Peu à peu, la tension s’apaisa. Arina commença à penser que peut-être sa belle-mère avait compris sa position. Que leur relation allait désormais être différente.
Samedi, Vlad partit travailler — un projet urgent réclamait de l’attention même le week-end. Arina décida de cuisiner sa viande à la française préférée et de faire une solyanka. Elle mit de la musique et sortit les ingrédients du frigo.
La sonnette retentit soudain. Arina s’essuya les mains sur un torchon et alla ouvrir sans même regarder par le judas.
Galina Petrovna était sur le seuil.
Le visage d’Arina changea instantanément. La joie de cuisiner s’évapora, remplacée par une tension glaciale.
— Vlad n’est pas à la maison, — dit Arina rapidement, essayant de fermer la porte. — Revenez plus tard.
Mais la belle-mère raffermit sa main contre la porte.
— Arina, il faut que je te parle.
— Nous n’avons rien à nous dire, — l’interrompit Arina.
Galina Petrovna poussa la porte plus fort.

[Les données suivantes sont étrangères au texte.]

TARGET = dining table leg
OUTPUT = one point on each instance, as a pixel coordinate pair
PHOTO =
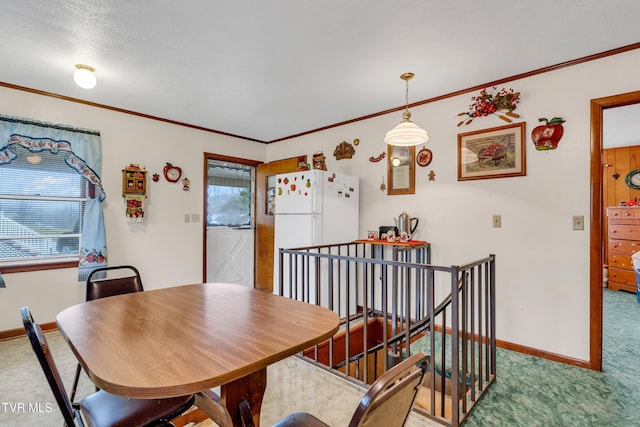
(245, 393)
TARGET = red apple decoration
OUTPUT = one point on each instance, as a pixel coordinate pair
(547, 136)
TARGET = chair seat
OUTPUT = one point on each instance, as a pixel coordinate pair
(102, 409)
(300, 419)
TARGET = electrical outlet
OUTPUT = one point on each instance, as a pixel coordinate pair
(578, 222)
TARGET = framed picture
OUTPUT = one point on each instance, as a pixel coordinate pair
(492, 153)
(401, 173)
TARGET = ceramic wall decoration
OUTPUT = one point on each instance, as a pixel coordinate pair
(344, 150)
(547, 136)
(378, 158)
(319, 161)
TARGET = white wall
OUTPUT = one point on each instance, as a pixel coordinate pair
(542, 264)
(166, 250)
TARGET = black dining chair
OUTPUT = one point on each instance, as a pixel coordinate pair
(100, 409)
(387, 403)
(105, 282)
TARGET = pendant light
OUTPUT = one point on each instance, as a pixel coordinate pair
(84, 76)
(406, 133)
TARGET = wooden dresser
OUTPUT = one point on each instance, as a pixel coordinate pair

— J’ai besoin de ton aide ! Il y a tant à faire à la maison avant l’hiver. Nettoyer les vitres, descendre les conserves à la cave, laver tous les sols…
Arina retint son souffle d’indignation. Comment osait-elle ? Après tout ce qui s’était passé !

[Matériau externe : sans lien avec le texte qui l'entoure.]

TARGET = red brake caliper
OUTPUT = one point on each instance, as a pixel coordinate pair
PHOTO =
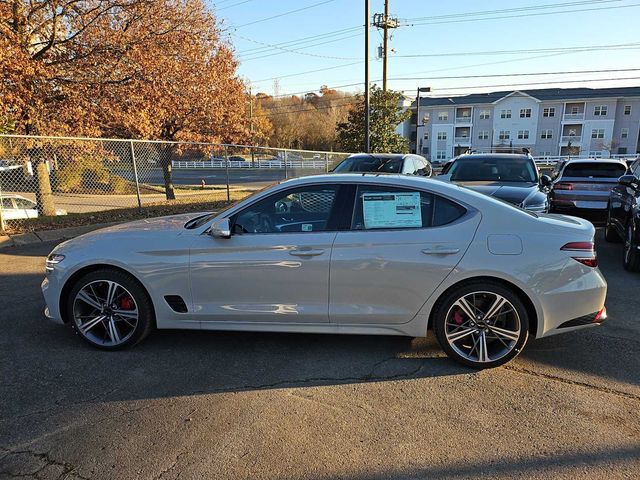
(126, 303)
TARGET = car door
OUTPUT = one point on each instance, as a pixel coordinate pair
(275, 266)
(402, 244)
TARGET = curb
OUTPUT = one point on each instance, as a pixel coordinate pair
(48, 235)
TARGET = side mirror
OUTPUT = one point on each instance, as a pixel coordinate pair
(628, 181)
(221, 229)
(545, 180)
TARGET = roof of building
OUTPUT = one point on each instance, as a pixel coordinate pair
(559, 94)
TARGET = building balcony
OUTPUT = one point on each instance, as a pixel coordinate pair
(569, 117)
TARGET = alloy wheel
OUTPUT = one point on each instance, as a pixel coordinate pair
(105, 313)
(482, 327)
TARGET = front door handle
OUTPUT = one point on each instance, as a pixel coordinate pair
(440, 251)
(310, 252)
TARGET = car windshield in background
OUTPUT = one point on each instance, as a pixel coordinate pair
(493, 170)
(370, 164)
(593, 169)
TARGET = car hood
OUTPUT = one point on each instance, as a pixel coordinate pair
(146, 230)
(512, 192)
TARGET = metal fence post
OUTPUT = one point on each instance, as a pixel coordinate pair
(286, 156)
(135, 173)
(226, 167)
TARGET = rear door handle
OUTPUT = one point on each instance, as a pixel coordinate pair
(306, 252)
(440, 251)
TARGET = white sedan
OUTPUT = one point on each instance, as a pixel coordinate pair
(16, 207)
(341, 253)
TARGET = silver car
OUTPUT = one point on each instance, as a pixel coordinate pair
(339, 253)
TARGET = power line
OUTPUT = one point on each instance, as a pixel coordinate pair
(285, 13)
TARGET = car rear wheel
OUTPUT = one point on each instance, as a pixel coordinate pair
(110, 310)
(631, 255)
(481, 324)
(610, 232)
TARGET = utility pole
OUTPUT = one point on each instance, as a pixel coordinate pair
(366, 76)
(385, 22)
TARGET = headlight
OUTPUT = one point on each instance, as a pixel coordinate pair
(52, 260)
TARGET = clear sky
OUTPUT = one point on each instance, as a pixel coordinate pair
(328, 39)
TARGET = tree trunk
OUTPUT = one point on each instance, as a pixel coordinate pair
(166, 156)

— Galina Petrovna, ça suffit, — dit Arina fermement. — Je ne remettrai jamais les pieds chez vous.
— Laisse-moi entrer tout de suite ! — cria la belle-mère en poussant la porte. — C’est l’appartement de mon fils !
La rage monta en elle.
 

— L’appartement est à moi et à moi seule ! — cria-t-elle et claqua la porte de toutes ses forces.
De l’autre côté, Galina Petrovna continuait de crier et de tambouriner.

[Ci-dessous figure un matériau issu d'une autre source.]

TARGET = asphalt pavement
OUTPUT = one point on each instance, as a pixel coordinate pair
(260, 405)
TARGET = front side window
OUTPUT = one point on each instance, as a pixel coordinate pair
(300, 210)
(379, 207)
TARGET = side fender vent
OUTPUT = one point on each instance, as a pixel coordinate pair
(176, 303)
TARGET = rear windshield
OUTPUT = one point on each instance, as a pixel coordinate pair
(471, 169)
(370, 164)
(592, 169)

— Ouvre tout de suite ! Tu es obligée de m’aider ! Je suis la mère de ton mari !
Les mains tremblantes, Arina composa le numéro de Vlad.
— Vlad, viens tout de suite ! — lança-t-elle au téléphone. — Fais arrêter ta mère !
Vlad arriva une demi-heure plus tard. Arina entendit sa voix derrière la porte, mais il ne calma pas sa mère. À la place, on entendit une clé dans la serrure.
La porte s’ouvrit brusquement. Vlad entra le premier, suivi d’une Galina Petrovna triomphante.
— Vlad ! — explosa Arina. — Comment oses-tu la laisser entrer dans mon appartement ?!
— C’est notre appartement, — répondit froidement son mari. — Et c’est ma mère.
— Ta mère est venue m’obliger à travailler comme une esclave ! — cria Arina.
Galina Petrovna s’avança.
— Arina, tu es égoïste ! — déclara-t-elle. — Tu ne penses qu’à toi ! Je suis seule au village, j’ai besoin d’aide, et toi…
— Et je ne te dois rien ! — la coupa Arina. — Je ne suis pas ta servante !
— Tu es une belle-fille ! — protesta la belle-mère. — Tu dois prendre soin de la famille de ton mari !
— Arina, tu es vraiment égoïste, — soutint Vlad sa mère. — Maman ne demande rien d’impossible.
Arina les regarda tous les deux et soudain tout devint clair. Parfaitement clair. Personne ne l’aimait. Ils se servaient juste d’elle. Vlad — pour avoir une épouse et une ménagère commode. Sa belle-mère — pour avoir une main-d’œuvre gratuite.
— Sortez de mon appartement, — dit-elle calmement.
— Arina… — commença Vlad.
 

— Dehors ! — cria-t-elle. — Tous les deux ! Maintenant !
Arina alla à la porte et l’ouvrit grand.
— Dehors ! Occupez-vous de vos vies et laissez-moi tranquille !
Vlad et Galina Petrovna échangèrent un regard. Jamais ils n’avaient vu Arina si déterminée.
— Arina, réfléchis-y, — tenta encore Vlad.
— J’y ai déjà pensé, — répondit-elle. — Dehors.
Ils partirent. Arina ferma la porte, s’y adossa et prit une profonde inspiration. Elle était libre.
L’odeur du plat qu’elle avait commencé régnait encore dans la vaste cuisine-salon. Arina éteignit la cuisinière et remit la nourriture au réfrigérateur. Elle n’avait plus envie de cuisiner. Elle voulait juste du calme et la paix dans son appartement.